Transforming Public Input into Policy Impact
Event description
Governments and public institutions are increasingly turning to deliberative and participatory processes to involve communities in shaping policy decisions. These approaches promise richer dialogue, more inclusive perspectives, and decisions that better reflect the public’s needs and values. But translating public input into actual policy is rarely straightforward. How can community voices be meaningfully integrated into policymaking in ways that honour the promise of genuine participation, while navigating the realities, constraints, and competing priorities of the public service? And how can we bridge the different worlds of understanding, language, and expectations that often separate policymakers from the communities they serve?
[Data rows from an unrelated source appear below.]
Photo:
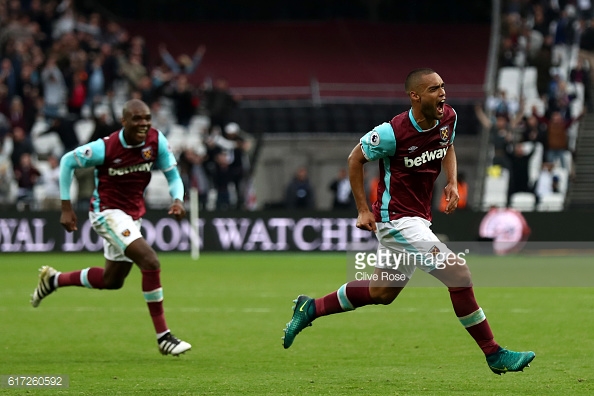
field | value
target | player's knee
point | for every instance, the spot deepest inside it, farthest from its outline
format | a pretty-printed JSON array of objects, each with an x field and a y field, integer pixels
[
  {"x": 114, "y": 283},
  {"x": 383, "y": 295}
]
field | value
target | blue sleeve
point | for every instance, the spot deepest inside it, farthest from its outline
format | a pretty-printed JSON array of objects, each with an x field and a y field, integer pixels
[
  {"x": 176, "y": 186},
  {"x": 165, "y": 158},
  {"x": 167, "y": 163},
  {"x": 170, "y": 62},
  {"x": 455, "y": 123},
  {"x": 379, "y": 143},
  {"x": 194, "y": 65},
  {"x": 85, "y": 156}
]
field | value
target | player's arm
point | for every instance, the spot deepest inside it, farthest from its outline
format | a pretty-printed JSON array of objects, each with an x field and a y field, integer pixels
[
  {"x": 356, "y": 160},
  {"x": 90, "y": 154},
  {"x": 176, "y": 190},
  {"x": 450, "y": 166},
  {"x": 167, "y": 163},
  {"x": 375, "y": 145}
]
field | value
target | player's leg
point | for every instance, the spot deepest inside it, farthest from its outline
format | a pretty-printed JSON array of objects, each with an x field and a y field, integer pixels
[
  {"x": 145, "y": 257},
  {"x": 110, "y": 277},
  {"x": 456, "y": 276},
  {"x": 351, "y": 295},
  {"x": 382, "y": 288}
]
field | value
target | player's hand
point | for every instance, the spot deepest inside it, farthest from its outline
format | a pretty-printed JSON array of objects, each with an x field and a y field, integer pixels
[
  {"x": 366, "y": 221},
  {"x": 452, "y": 197},
  {"x": 68, "y": 217},
  {"x": 177, "y": 209}
]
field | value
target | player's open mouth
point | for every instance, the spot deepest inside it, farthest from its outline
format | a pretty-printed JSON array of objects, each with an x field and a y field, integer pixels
[{"x": 440, "y": 106}]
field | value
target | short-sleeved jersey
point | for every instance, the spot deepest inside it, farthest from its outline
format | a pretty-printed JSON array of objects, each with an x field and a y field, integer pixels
[
  {"x": 409, "y": 162},
  {"x": 122, "y": 172}
]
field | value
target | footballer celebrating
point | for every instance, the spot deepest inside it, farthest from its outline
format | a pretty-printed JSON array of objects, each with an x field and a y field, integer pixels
[
  {"x": 123, "y": 162},
  {"x": 411, "y": 150}
]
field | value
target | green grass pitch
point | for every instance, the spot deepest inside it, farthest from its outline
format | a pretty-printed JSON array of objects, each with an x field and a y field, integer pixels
[{"x": 232, "y": 309}]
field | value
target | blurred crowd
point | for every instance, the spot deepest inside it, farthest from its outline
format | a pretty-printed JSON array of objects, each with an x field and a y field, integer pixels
[
  {"x": 533, "y": 133},
  {"x": 64, "y": 76}
]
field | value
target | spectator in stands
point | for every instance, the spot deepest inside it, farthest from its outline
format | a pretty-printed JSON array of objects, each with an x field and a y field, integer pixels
[
  {"x": 193, "y": 174},
  {"x": 182, "y": 94},
  {"x": 4, "y": 101},
  {"x": 96, "y": 80},
  {"x": 51, "y": 183},
  {"x": 547, "y": 182},
  {"x": 580, "y": 75},
  {"x": 221, "y": 180},
  {"x": 64, "y": 127},
  {"x": 240, "y": 144},
  {"x": 162, "y": 119},
  {"x": 132, "y": 69},
  {"x": 18, "y": 117},
  {"x": 501, "y": 105},
  {"x": 219, "y": 102},
  {"x": 500, "y": 135},
  {"x": 26, "y": 176},
  {"x": 587, "y": 47},
  {"x": 341, "y": 189},
  {"x": 184, "y": 64},
  {"x": 584, "y": 9},
  {"x": 519, "y": 178},
  {"x": 21, "y": 144},
  {"x": 557, "y": 137},
  {"x": 534, "y": 131},
  {"x": 543, "y": 63},
  {"x": 462, "y": 191},
  {"x": 6, "y": 175},
  {"x": 54, "y": 89},
  {"x": 77, "y": 96},
  {"x": 300, "y": 192}
]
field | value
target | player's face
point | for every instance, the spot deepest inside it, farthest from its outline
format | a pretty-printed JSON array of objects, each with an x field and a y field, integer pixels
[
  {"x": 136, "y": 122},
  {"x": 432, "y": 93}
]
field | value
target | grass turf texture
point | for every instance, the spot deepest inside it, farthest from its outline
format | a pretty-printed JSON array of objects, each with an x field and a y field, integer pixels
[{"x": 232, "y": 308}]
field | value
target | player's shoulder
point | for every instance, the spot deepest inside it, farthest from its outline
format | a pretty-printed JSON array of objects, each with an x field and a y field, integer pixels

Join us for this webinar as we unpack both the promise and the complexities of embedding public engagement in policymaking. Drawing on perspectives that combine deep real-world experience with insight grounded in years of research, we will explore the practical, institutional, and political challenges of turning deliberative insights into tangible policy outcomes. Together, we’ll reflect on what it takes to move from dialogue to delivery — and how to sustain trust and momentum along the way.
Aunty Tracey Evans is a proud Gunditjmara/Bundjalung woman and Traditional Owner. She is an elected member of the First Peoples’ Assembly of Victoria, contributing to the historic negotiations for Treaty with the Victorian State Government. Alongside her leadership in the Assembly, Aunty Tracey brings extensive experience within both State and Commonwealth governments, where she has worked on innovative programs that advance outcomes for First Nations communities. She currently works in the Victorian public service, navigating the intersection of cultural authority and government systems to create lasting change.
Professor Carolyn M. Hendriks is an Australian Research Council Future Fellow at the Crawford School of Public Policy, Australian National University. She is a leading scholar of democratic governance whose research explores participation, deliberation, inclusion, listening, and representation. Carolyn’s recent research explores how citizens themselves are leading collective problem-solving efforts to address governance voids or to repair dysfunctional institutions. She has authored four books, including Democracy in Action (with Dzur, Oxford University Press, 2025) and Mending Democracy (with Ercan & Boswell, Oxford University Press, 2020), and is currently undertaking a major research program on strengthening contemporary political representation.
Moderated by Dr Emanuela Savini, Research Lead, Centre for Deliberative Democracy and Global Governance.